Я согласился, ибо считаю, что страсть к идеалам, культу героев у молодежи угаснет на диете одной лишь статистики и хронологии эпох.

Поэт с любовью заговорил о своем отце Девендранате, вдохновившим начинания Шантиникетана:

– Отец подарил мне эту плодородную землю, где он уже построил постоялый двор и храм, – рассказывал мне Рабиндранат. – Я приступил к воспитательному опыту здесь в 1901 году всего с десятью ребятами. Все восемь тысяч английских фунтов, доставшиеся мне с Нобелевской премией, пошли на благоустройство школы.

Старый Тагор – Девендранат – известный как махариши, был личностью весьма замечательной, как всякий может обнаружить из его Автобиографии. Два года его зрелой жизни проведены были в медитации в Гималаях. В свою очередь его отец – Дварканат Тагор – был знаменит на всю Бенгалию щедрыми публичными пожертвованиями. Из этого славного дерева возникла семья гениев. Племянники Рабиндраната – Гогониндра и Абаниндра – в числе выдающихся художников[5] Индии. Брат Рабиндраната – Двиджендра – был глубоким философом, которого любили даже птицы и лесные твари.

Рабиндранат пригласил меня переночевать у него на постоялом дворе. Это было поистине чудесное зрелище – видеть, как вечером поэт сидит с группой учеников в патио. Время повернуло вспять: этот вид напоминал сцену из древней обители – счастливый принц окружен преданными ему людьми, и все сияют божественной любовью. Тагор стягивал все узы струнами гармонии. Безо всякого догматизма он привлекал и пленял сердца непреодолимым магнетизмом. Редкий цветок поэзии, распустившийся в саду Господа, привлекал других естественным благоуханием!
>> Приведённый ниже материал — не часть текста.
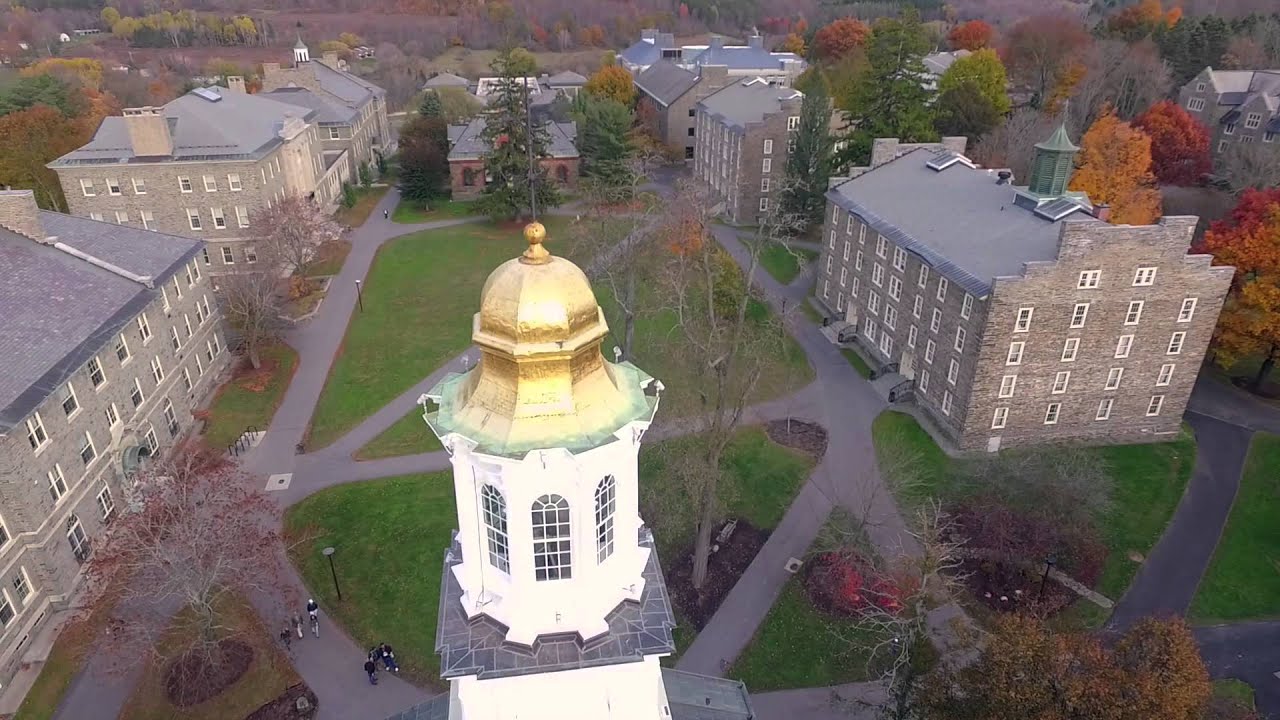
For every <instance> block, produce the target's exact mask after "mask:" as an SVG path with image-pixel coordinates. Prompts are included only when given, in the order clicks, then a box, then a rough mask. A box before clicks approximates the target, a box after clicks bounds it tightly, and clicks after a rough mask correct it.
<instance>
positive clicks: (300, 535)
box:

Мелодичным голосом Рабиндранат прочитал нам несколько вновь написанных прелестных стихов. Большинство песен и пьес, написанных на радость его ученикам, сочинены были в Шантиникетане. Прелесть этих стихов для меня кроется в его искусстве, заключавшемся в том, что почти в каждой строке он говорил о Боге, тем не менее редко упоминая святое имя. «Опьяненный блаженством пения, – писал он, – я забываю себя и называю Тебя другом, Тебя – Кто Господь мой».

На следующий день после второго завтрака я с неохотой простился с поэтом. Я рад, что его маленькая школа выросла теперь в интернациональный университет Вишва-Бхарати[6], где ученые всех стран находили правильный путь.

Где ум без страха, а голова держится высоко;

Где знание свободно;

Где мир не разбивается на части тесными стенами дома;

Где слова исходят из глубины истины;

Где неустанное старание простирает руки к совершенству;

Где ясный поток разума не утратил путь в сухих пустынных песках мертвой привычки;

Где ум ведется Тобой к все ширящейся мысли и действию.